Step 2: Prepare the Exported Data
Once you have the data file, open it using a spreadsheet application (for CSV) or a text editor (for JSON) to ensure the data structure is correct and contains all necessary fields. Clean and preprocess the data by removing any unnecessary columns or correcting any formatting issues to ensure it matches the schema expected by Convex.
Step 3: Set Up Convex Environment
Ensure that your Convex environment is set up and ready to import data. If you haven't already, create a new Convex project by installing the Convex CLI using Node.js. Run the command `npm install -g convex` and then set up a new project using `convex init` in your terminal, following the prompts to configure it.
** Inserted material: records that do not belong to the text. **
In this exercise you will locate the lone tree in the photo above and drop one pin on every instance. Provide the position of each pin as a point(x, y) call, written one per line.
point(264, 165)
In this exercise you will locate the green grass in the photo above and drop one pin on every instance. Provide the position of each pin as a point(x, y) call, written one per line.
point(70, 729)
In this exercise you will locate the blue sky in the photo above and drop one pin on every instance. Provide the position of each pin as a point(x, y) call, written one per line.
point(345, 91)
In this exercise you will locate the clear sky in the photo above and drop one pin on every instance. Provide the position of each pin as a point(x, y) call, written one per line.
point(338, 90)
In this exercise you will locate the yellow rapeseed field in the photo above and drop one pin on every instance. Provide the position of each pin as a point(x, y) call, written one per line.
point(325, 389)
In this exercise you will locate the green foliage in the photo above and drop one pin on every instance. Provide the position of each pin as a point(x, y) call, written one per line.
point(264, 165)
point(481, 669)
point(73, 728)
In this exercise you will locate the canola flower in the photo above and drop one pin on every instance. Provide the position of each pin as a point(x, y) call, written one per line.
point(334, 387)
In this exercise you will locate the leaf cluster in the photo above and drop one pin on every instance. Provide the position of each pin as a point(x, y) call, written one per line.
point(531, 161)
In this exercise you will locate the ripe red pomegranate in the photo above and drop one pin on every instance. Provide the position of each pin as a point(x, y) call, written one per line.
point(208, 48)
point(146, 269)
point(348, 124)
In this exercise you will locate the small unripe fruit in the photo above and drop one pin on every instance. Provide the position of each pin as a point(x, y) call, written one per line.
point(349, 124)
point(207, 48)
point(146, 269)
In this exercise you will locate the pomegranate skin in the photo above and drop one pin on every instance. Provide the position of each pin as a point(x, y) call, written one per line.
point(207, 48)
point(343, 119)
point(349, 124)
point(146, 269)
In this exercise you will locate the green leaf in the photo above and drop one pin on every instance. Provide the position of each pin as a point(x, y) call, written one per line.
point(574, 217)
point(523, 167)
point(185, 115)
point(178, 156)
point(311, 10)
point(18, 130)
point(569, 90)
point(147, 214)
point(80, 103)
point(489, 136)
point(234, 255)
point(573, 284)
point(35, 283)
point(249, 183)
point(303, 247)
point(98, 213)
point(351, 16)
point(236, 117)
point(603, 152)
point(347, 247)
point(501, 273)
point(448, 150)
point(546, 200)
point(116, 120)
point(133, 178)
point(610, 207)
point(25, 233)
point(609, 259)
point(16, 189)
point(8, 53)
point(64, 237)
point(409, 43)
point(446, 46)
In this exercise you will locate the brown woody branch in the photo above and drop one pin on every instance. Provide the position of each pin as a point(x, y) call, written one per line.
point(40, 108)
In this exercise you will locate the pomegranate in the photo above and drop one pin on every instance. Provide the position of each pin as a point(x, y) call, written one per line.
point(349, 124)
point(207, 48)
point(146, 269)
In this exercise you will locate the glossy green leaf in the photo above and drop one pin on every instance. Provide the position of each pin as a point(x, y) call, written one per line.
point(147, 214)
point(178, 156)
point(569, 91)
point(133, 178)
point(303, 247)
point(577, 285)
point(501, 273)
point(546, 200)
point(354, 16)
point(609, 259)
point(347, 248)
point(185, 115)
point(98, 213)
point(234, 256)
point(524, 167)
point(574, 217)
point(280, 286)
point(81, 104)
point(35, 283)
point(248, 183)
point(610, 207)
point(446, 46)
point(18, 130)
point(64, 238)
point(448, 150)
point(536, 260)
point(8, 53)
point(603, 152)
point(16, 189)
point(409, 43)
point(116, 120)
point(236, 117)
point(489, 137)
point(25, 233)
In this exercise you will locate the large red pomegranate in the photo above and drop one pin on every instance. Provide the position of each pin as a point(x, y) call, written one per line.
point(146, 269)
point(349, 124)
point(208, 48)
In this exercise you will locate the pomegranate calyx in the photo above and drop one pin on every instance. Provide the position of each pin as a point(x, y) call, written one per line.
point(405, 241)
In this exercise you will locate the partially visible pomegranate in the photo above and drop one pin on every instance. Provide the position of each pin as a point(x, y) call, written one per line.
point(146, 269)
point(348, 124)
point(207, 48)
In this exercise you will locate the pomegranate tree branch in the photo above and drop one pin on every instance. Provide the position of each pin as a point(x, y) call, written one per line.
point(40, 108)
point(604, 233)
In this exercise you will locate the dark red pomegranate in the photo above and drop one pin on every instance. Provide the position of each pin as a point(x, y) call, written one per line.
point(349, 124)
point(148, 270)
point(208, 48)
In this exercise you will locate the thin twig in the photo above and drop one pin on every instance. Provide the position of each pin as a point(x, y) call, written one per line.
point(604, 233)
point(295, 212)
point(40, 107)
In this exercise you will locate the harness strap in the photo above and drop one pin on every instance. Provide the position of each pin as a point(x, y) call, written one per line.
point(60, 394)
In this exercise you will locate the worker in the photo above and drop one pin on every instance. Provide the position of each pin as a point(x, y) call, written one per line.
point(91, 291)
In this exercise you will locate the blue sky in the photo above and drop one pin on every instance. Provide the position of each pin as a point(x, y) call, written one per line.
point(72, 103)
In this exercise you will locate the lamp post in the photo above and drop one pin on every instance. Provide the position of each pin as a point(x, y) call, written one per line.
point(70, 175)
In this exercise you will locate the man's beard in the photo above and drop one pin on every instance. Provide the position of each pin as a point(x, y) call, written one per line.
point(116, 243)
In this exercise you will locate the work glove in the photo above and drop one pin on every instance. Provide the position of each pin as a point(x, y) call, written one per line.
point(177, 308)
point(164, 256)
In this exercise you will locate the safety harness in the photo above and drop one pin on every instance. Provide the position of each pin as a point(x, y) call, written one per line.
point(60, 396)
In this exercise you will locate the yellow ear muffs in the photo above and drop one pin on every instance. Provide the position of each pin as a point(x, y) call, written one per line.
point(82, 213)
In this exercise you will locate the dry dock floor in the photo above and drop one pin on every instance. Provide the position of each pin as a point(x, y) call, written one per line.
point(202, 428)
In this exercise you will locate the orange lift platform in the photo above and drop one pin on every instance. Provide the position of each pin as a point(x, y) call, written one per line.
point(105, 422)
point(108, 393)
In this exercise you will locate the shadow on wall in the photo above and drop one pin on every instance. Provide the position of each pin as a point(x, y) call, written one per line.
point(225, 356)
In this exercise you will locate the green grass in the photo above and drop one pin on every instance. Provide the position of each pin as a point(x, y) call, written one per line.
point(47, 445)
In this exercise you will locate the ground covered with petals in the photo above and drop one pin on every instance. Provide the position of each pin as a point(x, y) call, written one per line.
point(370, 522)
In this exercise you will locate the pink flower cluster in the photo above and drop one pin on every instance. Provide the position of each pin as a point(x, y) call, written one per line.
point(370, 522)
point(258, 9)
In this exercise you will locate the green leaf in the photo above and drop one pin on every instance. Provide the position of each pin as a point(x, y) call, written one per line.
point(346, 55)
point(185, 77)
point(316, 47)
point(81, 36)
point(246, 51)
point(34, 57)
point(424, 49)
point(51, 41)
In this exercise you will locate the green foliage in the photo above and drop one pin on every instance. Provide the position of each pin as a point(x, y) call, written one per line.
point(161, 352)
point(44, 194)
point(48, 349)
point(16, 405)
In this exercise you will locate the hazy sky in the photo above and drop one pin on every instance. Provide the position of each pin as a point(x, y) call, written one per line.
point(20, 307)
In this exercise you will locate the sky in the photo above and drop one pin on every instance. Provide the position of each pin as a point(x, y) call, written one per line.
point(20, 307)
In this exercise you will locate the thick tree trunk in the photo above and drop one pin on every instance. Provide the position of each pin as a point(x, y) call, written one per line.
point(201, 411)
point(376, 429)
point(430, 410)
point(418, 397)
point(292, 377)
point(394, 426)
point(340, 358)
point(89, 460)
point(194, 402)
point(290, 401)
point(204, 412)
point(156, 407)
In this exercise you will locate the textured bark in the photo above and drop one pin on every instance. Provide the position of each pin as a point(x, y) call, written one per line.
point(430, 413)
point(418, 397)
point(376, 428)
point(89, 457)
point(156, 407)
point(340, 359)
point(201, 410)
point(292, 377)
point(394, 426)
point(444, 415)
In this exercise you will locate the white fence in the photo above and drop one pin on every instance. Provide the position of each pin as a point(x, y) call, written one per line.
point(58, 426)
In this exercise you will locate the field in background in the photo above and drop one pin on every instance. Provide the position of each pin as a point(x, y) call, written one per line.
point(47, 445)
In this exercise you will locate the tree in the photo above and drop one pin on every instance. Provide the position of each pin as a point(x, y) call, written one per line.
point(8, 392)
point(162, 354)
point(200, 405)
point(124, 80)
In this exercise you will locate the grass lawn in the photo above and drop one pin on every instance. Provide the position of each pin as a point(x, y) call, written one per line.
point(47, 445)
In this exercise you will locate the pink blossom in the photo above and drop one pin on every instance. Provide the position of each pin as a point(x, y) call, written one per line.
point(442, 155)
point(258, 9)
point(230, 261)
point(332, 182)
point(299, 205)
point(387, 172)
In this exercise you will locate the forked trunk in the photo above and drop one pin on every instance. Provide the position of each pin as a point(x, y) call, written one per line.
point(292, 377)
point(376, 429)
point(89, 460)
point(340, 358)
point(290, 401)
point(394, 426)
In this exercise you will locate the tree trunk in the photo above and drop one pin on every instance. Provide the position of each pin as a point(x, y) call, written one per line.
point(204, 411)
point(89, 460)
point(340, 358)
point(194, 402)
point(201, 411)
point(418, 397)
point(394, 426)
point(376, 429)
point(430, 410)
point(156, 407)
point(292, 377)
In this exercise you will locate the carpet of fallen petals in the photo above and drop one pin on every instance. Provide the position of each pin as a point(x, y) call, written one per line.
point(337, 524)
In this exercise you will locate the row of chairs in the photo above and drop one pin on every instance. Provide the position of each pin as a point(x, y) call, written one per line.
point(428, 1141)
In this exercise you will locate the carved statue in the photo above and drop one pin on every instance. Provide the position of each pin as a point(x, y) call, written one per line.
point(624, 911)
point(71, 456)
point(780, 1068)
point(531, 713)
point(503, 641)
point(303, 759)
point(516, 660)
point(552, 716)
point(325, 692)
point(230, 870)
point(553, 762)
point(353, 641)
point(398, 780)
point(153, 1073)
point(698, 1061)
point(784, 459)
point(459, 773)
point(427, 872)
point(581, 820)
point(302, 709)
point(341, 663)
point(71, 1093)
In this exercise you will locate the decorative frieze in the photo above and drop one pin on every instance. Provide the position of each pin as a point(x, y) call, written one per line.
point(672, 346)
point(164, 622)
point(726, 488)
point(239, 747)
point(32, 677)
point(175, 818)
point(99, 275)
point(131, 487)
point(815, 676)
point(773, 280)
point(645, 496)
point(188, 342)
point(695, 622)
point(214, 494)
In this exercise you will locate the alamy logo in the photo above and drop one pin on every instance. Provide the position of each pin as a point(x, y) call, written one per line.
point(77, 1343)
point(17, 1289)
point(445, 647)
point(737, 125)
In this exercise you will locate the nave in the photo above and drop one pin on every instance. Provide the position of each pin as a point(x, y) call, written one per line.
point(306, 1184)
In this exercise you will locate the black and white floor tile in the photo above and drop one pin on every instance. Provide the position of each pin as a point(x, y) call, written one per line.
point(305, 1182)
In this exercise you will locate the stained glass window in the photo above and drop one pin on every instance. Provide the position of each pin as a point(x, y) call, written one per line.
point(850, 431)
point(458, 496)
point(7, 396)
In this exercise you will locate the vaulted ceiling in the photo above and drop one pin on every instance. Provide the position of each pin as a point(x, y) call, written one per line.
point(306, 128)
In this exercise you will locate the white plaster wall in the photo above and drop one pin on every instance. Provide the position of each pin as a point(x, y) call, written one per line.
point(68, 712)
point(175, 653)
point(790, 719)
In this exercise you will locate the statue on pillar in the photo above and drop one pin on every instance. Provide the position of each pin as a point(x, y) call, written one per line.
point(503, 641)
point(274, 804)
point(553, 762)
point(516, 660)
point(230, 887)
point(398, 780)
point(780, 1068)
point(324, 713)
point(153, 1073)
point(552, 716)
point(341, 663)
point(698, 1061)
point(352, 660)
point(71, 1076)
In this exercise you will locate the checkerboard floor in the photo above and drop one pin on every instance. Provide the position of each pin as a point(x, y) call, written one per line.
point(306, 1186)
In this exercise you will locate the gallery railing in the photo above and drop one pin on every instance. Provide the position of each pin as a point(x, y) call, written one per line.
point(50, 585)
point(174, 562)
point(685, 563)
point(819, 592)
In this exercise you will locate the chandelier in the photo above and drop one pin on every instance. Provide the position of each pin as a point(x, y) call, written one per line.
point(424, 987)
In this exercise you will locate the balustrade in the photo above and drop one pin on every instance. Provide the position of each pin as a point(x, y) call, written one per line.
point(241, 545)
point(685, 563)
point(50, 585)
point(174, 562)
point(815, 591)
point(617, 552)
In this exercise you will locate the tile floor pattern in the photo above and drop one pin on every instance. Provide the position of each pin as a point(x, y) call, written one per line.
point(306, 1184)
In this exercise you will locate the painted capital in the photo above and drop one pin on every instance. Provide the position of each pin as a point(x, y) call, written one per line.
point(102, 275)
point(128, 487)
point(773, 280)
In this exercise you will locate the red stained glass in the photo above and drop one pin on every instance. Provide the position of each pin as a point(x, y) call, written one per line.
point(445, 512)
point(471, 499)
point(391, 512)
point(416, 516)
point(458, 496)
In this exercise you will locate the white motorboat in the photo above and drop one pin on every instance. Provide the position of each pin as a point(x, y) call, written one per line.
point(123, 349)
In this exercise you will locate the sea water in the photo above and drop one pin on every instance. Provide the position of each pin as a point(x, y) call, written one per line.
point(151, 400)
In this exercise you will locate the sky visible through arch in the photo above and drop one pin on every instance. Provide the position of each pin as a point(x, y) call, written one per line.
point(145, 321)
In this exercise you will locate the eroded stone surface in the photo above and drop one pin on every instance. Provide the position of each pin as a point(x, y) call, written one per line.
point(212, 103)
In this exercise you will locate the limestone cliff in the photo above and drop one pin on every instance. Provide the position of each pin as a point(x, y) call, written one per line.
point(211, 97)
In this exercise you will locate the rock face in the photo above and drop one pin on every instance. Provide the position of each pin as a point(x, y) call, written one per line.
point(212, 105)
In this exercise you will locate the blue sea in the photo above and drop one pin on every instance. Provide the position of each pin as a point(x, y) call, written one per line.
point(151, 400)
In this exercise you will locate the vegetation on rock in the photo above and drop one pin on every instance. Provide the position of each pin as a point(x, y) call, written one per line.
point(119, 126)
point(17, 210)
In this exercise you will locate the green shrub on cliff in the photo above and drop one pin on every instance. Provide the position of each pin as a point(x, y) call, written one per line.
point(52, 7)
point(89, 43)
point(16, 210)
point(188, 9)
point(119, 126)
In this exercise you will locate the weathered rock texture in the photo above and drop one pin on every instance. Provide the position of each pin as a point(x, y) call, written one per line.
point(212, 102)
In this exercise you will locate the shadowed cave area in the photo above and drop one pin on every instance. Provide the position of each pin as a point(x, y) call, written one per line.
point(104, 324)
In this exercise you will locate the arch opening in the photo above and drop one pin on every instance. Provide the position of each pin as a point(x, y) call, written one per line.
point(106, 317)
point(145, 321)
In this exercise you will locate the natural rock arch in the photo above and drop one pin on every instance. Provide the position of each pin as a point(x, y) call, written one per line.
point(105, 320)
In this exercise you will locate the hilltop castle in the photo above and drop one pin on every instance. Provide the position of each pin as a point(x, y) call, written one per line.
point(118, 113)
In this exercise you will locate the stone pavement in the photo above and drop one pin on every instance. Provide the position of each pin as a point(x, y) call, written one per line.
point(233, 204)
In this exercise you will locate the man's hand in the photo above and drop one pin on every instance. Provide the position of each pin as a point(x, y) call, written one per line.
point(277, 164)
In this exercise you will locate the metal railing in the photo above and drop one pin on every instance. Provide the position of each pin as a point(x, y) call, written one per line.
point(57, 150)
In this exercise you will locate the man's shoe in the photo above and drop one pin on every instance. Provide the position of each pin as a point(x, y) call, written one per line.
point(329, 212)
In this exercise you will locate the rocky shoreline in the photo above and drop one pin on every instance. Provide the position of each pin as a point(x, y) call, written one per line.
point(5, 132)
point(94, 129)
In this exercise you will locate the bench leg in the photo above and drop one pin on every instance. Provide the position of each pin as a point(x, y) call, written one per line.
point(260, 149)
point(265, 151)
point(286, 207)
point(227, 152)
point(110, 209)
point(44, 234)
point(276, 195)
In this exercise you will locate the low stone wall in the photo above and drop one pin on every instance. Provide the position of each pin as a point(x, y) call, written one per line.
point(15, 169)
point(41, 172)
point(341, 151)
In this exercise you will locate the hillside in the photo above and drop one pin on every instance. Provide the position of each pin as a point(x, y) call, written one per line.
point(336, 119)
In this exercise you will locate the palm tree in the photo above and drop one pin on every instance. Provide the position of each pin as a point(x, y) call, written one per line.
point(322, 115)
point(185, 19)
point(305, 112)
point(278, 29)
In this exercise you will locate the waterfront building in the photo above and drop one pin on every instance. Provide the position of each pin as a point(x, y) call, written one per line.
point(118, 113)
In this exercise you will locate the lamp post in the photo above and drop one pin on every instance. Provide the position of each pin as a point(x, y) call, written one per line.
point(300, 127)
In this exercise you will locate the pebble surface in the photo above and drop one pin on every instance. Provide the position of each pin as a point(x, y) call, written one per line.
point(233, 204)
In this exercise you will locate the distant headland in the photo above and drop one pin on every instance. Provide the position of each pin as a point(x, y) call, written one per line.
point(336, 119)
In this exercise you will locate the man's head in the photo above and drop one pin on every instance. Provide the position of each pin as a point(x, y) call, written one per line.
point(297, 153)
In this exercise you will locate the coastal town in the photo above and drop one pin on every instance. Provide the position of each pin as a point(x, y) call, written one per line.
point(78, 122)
Step 4: Create a Data Import Script
Develop a script to import the data into Convex. Choose a programming language you're comfortable with, such as JavaScript or Python, and write a script that reads the exported data file and formats it into HTTP requests suitable for Convex's API. Convex uses RESTful endpoints to manage data, so ensure your script correctly formats these requests.
Step 5: Authenticate with Convex
Within your script, include the authentication process needed to connect with your Convex account. Typically, this involves adding your Convex API key or credentials, which can be found in your Convex dashboard. Ensure your script securely handles these credentials to maintain security.
Step 6: Import Data to Convex
Execute the script to transfer data from the file to Convex. The script should iterate over each data entry, sending POST requests to Convex's API to create or update records in your Convex database. Monitor the script’s execution for any errors and ensure all data is correctly imported.
Step 7: Verify Data Integrity in Convex
After the import process completes, verify the data in Convex to ensure it matches the original data from Metabase. Use Convex's dashboard or API to query the database and cross-check with the exported file. Ensure all records are present and correctly formatted. Resolve any discrepancies by re-executing the script for the affected records.
By following these steps, you can manually move data from Metabase to Convex without the need for third-party connectors or integrations.